What do you need to do if your identity has been stolen?

The following contains information from the publication 4535 on the IRS website. To view the complete publication, clink here. The information below relates generally to tax account problems. Much of this information can be found on the IRS website here. The information below will get you started.

What if you are a victim of identity theft?

If you think your identity has been compromised please don’t take it lightly. You need to take immediate steps.

  • Report incidents of identity theft to the Federal Trade Commission at http://www.consumer.gov/idtheft, or the FTC Identity Theft hotline
    at 1-877-438-4338 or TTY 1-866-653-4261.
  • Contact the IRS Identity Protection Specialized Unit at 1-800-908-4490. You will be asked to provide a copy of a police report or you will need to submit a completed Form 14039, Identity Theft Affidavit, following the instructions on the back of the form.
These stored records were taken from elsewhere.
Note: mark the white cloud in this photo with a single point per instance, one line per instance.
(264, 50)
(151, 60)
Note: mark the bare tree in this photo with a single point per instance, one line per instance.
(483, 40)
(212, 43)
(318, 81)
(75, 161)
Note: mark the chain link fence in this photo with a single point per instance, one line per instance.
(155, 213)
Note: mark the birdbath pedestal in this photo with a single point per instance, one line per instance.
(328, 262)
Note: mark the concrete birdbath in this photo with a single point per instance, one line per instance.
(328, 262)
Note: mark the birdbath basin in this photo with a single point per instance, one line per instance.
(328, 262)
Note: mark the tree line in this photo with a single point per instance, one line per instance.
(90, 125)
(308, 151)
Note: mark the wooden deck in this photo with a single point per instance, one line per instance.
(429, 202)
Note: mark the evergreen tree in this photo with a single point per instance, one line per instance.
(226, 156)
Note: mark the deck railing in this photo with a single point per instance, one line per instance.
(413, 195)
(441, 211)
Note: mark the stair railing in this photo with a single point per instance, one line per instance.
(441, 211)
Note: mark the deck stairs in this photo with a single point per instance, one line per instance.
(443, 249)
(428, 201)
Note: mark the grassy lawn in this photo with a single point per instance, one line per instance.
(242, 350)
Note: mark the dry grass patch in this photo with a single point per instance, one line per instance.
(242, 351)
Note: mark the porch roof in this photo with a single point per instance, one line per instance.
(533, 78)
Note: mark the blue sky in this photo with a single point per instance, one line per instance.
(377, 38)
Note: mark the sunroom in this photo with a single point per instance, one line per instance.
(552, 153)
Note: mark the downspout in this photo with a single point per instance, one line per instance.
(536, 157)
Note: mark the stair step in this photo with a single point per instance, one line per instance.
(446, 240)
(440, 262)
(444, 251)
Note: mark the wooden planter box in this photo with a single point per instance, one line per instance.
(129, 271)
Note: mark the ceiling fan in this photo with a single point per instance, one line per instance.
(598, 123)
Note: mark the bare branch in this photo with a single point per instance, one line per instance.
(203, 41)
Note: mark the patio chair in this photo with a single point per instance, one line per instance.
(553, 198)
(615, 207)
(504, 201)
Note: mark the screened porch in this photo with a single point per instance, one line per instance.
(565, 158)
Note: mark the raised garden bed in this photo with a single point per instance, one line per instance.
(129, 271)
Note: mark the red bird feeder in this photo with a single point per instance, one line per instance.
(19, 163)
Later IRS will provide an ID number to allow processing of later returns.
  • Contact the fraud departments of the three major credit bureaus
  • Close any accounts that have been tampered with or opened fraudulently.
  • Contact Social Security. www.ssa.gov or call 800-772-1213.
  • Contact your Bank/s, Credit Union/s or applicable financial institutions.
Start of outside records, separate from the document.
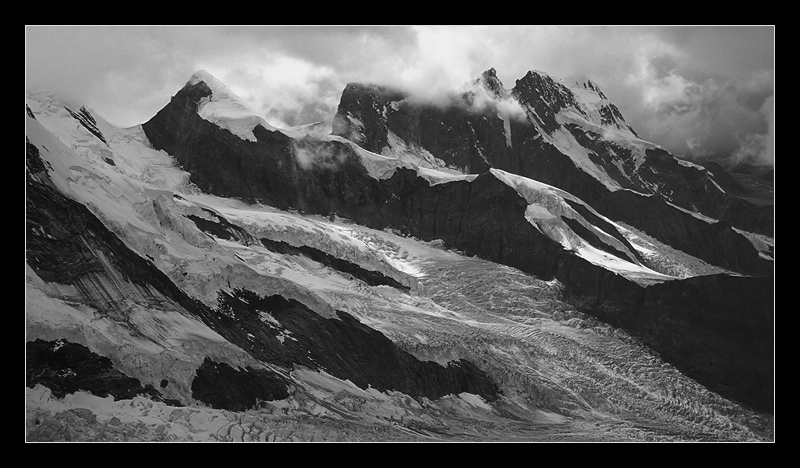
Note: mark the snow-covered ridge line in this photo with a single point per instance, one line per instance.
(546, 207)
(227, 110)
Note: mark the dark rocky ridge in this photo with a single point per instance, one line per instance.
(485, 217)
(474, 140)
(66, 368)
(372, 278)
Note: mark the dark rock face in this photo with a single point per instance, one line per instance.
(286, 333)
(223, 387)
(485, 217)
(717, 243)
(65, 242)
(475, 141)
(66, 368)
(372, 278)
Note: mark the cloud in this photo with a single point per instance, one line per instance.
(674, 85)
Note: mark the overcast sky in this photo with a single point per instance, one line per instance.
(699, 91)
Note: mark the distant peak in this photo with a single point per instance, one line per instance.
(491, 82)
(579, 80)
(207, 78)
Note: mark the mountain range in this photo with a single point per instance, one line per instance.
(494, 265)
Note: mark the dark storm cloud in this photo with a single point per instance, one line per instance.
(701, 91)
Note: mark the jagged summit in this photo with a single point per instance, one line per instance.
(492, 83)
(225, 108)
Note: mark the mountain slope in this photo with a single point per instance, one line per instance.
(297, 299)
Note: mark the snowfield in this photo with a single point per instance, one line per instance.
(564, 375)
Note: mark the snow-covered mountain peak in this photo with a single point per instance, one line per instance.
(582, 81)
(226, 109)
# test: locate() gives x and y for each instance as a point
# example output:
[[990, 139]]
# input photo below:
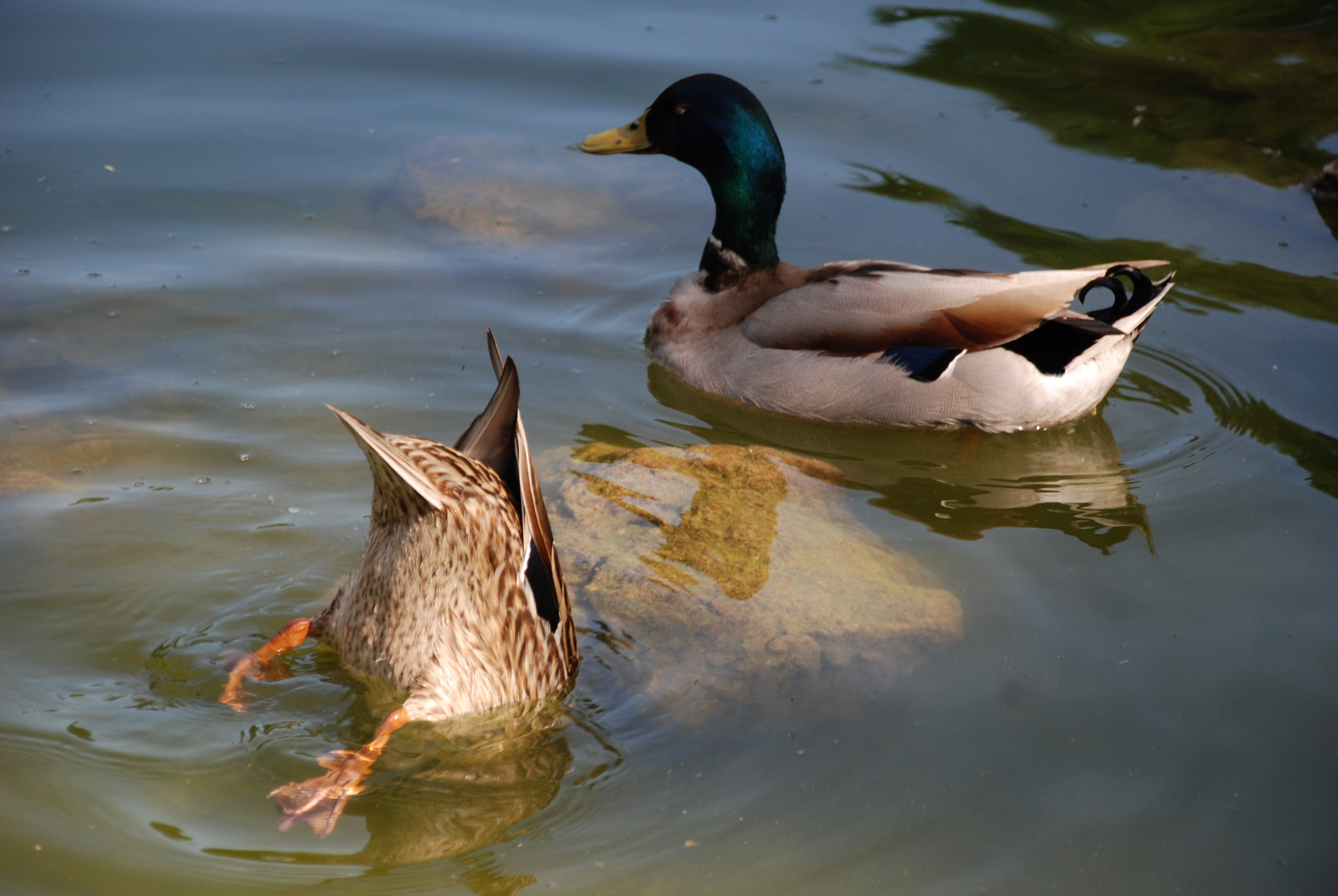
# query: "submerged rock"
[[737, 572]]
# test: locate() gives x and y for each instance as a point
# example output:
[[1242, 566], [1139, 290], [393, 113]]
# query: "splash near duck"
[[460, 599], [866, 341]]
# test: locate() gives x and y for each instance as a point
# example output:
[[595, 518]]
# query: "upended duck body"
[[460, 599], [864, 341]]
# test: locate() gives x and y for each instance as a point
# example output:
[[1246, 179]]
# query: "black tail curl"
[[1123, 304]]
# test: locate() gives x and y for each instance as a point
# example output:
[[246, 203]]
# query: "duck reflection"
[[957, 483], [463, 786]]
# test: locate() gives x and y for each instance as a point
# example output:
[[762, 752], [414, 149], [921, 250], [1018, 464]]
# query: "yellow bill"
[[629, 138]]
How do you know if your tax records have been affected?

Usually an identity thief uses a legitimate taxpayer’s identity to fraudulently file a tax return and claim a refund and/or they are unable to get a Social Security Number legally to allow them to work.
Generally, the identity thief will use a stolen SSN to file a forged tax return and attempt to get a fraudulent refund early in the filing season.
You may be unaware that this has happened until you file your return later in the filing season and discover that two returns have been filed using the same SSN. Be alert to possible identity theft if you receive an IRS notice or letter that states:

  • More than one tax return for you was filed,
  • You have a balance due, refund offset or have had collection actions taken against you for a year you did not file a tax return, or
  • IRS records indicate you received wages from an employer unknown to you.